July 7, 2012
July 7, 2012
Syrian government forces on Friday killed as many as 74 people across the country, Al Arabiya reported citing activists at the Local Coordination Committees.
Government forces shelled residential neighborhoods in Homs using missiles and mortar shells, especially in Talbeesa and al-Qussour neighborhoods.
Random shelling of Deir Ezzor has left scores of people killed and injured; whereas activists said that dozens were killed in the town of Hayyan in the suburbs of Aleppo.
Activists added that another massacre was committed against civilians in Deraa.
Thousands of families in Syria have fled their homes in the past two weeks due to heavy fighting between government forces and rebels and many face food shortages, the United Nations said on Friday.
Food prices have tripled in parts of seven provinces where the livelihoods of farmers and livestock herders are at risk of collapse because the wheat harvest is being delayed by a shortage of diesel, needed for machinery, it said, according to Reuters.
“The overall situation is characterized by severe insecurity and ongoing fighting which means that U.N. agencies do not have access to many areas,” Jens Laerke, spokesman for the U.N. Office for the Coordination of Humanitarian Affairs (OCHA), told a news briefing in Geneva.
Many of the 200,000 residents of Duma, 15 km (10 miles) north of the capital, have fled to central Damascus, OCHA said.
Activists said on Wednesday that residents in the “ghost city” recovered mutilated corpses after a rampage by militiamen loyal to President Bashar al-Assad and army shelling.
About 30,000 people have fled the eastern city of Deir Ezzor and moved north towards Hassaka and al-Raqqa, OCHA said. Civilians are also leaving Hama, Idlib and al-Raqqa and heading towards Aleppo.

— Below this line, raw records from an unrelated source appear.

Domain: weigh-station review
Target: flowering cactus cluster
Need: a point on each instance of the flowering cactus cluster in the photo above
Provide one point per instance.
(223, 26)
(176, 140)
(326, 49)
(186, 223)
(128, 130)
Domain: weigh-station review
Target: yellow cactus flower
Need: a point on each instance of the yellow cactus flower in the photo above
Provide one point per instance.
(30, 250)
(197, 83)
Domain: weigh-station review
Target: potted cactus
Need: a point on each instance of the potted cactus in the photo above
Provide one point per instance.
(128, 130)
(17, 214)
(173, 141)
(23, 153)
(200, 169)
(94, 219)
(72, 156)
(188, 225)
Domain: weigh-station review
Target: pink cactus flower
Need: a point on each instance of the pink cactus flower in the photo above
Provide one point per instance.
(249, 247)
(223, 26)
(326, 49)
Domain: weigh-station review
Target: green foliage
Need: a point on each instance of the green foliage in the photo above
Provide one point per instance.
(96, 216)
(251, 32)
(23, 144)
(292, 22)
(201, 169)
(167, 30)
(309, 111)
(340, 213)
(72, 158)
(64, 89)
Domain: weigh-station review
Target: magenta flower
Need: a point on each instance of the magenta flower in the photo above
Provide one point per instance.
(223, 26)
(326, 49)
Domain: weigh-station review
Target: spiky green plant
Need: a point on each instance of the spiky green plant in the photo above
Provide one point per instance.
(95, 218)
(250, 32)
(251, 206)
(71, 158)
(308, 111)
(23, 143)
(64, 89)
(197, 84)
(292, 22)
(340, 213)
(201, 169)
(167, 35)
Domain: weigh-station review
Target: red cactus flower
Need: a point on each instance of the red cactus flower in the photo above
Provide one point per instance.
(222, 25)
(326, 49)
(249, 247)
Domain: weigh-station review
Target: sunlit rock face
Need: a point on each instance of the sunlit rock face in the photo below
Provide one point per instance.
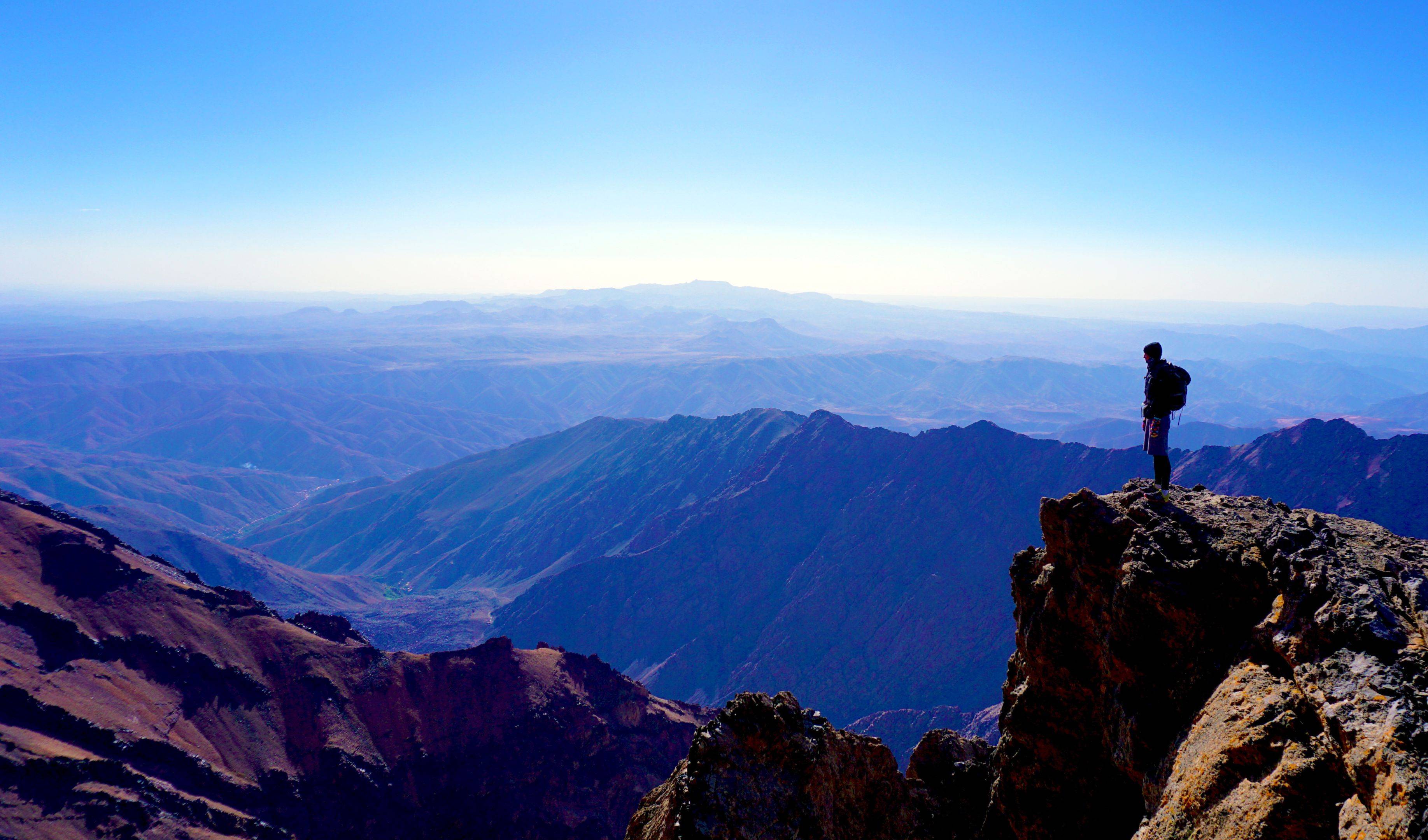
(138, 702)
(1187, 666)
(1213, 666)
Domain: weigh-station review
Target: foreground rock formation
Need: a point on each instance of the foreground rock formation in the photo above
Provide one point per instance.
(138, 702)
(1187, 666)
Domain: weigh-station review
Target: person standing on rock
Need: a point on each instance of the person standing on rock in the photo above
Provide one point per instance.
(1166, 386)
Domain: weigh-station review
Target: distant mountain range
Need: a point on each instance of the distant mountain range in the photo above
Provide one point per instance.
(857, 566)
(139, 700)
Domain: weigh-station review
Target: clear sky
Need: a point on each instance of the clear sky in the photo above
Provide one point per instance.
(1196, 150)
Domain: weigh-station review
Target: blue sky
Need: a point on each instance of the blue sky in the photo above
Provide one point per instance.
(1224, 152)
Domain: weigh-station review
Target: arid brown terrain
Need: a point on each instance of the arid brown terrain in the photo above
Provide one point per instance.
(138, 702)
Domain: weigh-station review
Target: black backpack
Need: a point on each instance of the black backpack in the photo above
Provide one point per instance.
(1177, 385)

The Syrian Arab Red Crescent has previously estimated that at least 500,000 people are internally displaced in the country.
Syrian authorities and officials from the U.N. World Food Program (WFP) carried out a joint assessment of food security in seven provinces.
“Problems with access to diesel for machinery are hampering the wheat harvest and internally displaced families living in urban and peri-urban (beside urban areas) settings are facing rapidly increasing food insecurity,” OCHA said. “Urgent food and agriculture and livestock assistance are required before the onset of winter.”
The WFP is delivering food to all 14 provinces in Syria, through the Syrian Arab Red Crescent, and hopes its supplies will reach 850,000 people in July, it said.
Seven international agencies already helping Iraqi and Palestinian refugees in the country are now providing assistance to Syrians, OCHA said. This was part of an agreement reached between the United Nations and Syrian authorities in June.
“Some of those international NGOs have begun distributing hygiene supplies, medical assistance and other essential items to affected Syrians,” Laerke said.
Syrian aid agencies will provide aid in areas where U.N. agencies cannot reach, he said.
More than 10,000 Syrian refugees have been registered in Iraq, Jordan, Lebanon and Turkey in the past two weeks, bringing the total registered in those countries to more than 103,000, according to OCHA.
More than 13,000 Iraqi refugees left Syria during the first half of the year, most returning to the northern Kurdish regions of Iraq, it said.
They were among an estimated 110,000 Iraqi refugees in Syria at the start of the uprising in March 2011, Adrian Edwards of the U.N. refugee agency UNHCR said.
A further 10,000 are believed to have fled to Jordan and other areas in Iraq, leaving about 87,000 in Syria.